By Caitlin Chen | Opinions Editor
Irvington’s hallowed halls abound in questions of its origin; how did gum get on the ceiling? Why are the murals so weird? Why are people leaving masking tape written with Voltaire’s quotes everywhere? However, the most widely discussed rumor of all is the Irvington building itself. Who was the architect, and is it true that Irvington used to be a prison? Unfortunately, the truth may be less exciting than the speculations.
In 1961, the Fremont Unified School District commissioned Irvington High School and hired Falk and Booth, two architects with very poor architectural capabilities, to design Irvington.
Mark Falk, a San Francisco native, trained as a structural engineer at Stanford University. After working in Los Angeles for many years, he returned to the Bay Area in 1942, where he served as president of the Structural Engineers Association of Southern California, president of the California State Board of Registration for Civil Engineers and president of the Northern Group Consulting Engineers Association of California.

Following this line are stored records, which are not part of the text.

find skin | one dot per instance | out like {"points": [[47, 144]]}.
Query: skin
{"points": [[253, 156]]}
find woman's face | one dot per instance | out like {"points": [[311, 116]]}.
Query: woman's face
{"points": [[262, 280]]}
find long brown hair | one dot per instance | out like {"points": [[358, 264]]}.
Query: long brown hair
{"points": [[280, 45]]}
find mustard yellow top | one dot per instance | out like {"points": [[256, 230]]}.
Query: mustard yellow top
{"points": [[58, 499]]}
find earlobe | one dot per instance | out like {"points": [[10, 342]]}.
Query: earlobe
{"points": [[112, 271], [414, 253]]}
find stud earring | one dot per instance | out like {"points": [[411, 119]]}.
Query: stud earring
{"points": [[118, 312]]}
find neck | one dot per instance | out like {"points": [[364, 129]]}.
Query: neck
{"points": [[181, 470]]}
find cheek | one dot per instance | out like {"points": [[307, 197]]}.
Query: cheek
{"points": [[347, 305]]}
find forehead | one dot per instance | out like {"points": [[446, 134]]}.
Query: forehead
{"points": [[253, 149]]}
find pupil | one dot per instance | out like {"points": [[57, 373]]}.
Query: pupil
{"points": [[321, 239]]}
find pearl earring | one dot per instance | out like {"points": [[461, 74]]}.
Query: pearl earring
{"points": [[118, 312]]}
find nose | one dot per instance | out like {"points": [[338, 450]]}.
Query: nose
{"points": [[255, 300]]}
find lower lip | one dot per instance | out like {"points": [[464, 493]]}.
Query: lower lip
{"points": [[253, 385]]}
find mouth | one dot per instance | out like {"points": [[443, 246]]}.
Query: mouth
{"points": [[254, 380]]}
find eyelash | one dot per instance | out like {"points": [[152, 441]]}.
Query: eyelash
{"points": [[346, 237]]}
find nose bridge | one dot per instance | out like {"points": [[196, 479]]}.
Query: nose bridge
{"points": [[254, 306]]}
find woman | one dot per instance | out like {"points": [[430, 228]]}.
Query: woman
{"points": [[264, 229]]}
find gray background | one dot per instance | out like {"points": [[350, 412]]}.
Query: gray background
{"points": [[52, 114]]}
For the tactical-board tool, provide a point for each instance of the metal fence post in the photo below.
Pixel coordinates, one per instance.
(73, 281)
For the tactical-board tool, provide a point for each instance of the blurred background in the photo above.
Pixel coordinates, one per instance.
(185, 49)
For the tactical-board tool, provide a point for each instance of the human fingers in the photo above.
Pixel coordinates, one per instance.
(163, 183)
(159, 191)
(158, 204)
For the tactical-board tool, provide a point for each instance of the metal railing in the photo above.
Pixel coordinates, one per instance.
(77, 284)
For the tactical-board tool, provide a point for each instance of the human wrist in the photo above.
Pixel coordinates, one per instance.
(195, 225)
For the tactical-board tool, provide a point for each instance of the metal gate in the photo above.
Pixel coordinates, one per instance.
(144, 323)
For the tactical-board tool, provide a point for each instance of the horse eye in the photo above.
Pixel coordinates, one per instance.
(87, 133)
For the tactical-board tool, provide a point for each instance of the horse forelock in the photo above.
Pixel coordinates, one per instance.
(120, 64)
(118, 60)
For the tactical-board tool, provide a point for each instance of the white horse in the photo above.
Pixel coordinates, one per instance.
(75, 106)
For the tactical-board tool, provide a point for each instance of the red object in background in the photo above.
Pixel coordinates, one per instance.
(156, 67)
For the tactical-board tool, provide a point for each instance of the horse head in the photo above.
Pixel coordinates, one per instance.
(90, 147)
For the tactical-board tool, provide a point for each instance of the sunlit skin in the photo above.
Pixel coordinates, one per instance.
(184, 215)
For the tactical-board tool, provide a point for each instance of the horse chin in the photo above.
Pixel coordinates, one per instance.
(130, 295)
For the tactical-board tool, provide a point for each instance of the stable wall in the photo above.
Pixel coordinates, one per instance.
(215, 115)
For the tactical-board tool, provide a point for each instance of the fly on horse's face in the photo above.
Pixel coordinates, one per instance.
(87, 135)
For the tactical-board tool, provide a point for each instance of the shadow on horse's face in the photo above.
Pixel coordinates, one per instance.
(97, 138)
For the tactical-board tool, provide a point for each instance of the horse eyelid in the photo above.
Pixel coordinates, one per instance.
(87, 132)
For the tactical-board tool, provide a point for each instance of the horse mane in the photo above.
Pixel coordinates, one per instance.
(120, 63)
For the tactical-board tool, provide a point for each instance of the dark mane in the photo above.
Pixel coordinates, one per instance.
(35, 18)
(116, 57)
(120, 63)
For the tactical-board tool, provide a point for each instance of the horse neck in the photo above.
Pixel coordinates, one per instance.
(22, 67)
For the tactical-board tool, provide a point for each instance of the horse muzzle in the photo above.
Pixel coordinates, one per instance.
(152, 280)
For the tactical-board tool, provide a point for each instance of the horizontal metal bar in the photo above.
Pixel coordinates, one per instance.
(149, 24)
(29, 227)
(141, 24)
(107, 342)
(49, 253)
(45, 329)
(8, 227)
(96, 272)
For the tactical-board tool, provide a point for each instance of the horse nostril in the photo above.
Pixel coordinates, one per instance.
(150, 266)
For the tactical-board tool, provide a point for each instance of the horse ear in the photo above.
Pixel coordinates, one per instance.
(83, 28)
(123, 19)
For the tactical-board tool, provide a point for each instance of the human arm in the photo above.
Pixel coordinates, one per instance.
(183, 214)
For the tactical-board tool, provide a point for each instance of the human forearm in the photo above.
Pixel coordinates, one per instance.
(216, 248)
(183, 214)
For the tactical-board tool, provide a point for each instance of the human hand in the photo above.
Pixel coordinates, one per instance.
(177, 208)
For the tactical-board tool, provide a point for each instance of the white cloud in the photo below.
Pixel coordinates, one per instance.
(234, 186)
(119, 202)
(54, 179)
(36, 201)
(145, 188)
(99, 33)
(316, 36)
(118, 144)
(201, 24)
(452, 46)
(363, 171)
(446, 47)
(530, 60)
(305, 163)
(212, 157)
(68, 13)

He partnered with University of Illinois-trained architect Corwin Booth in 1950. Falk & Booth went on to design numerous schools throughout Northern California.
“It was built to be a school,” Principal Sarah Smoot said. “It was just representative of the architecture at that time. It does look like a women’s prison, with high concrete walls and high windows and not a lot of natural light, but it started from the ground up as a school.”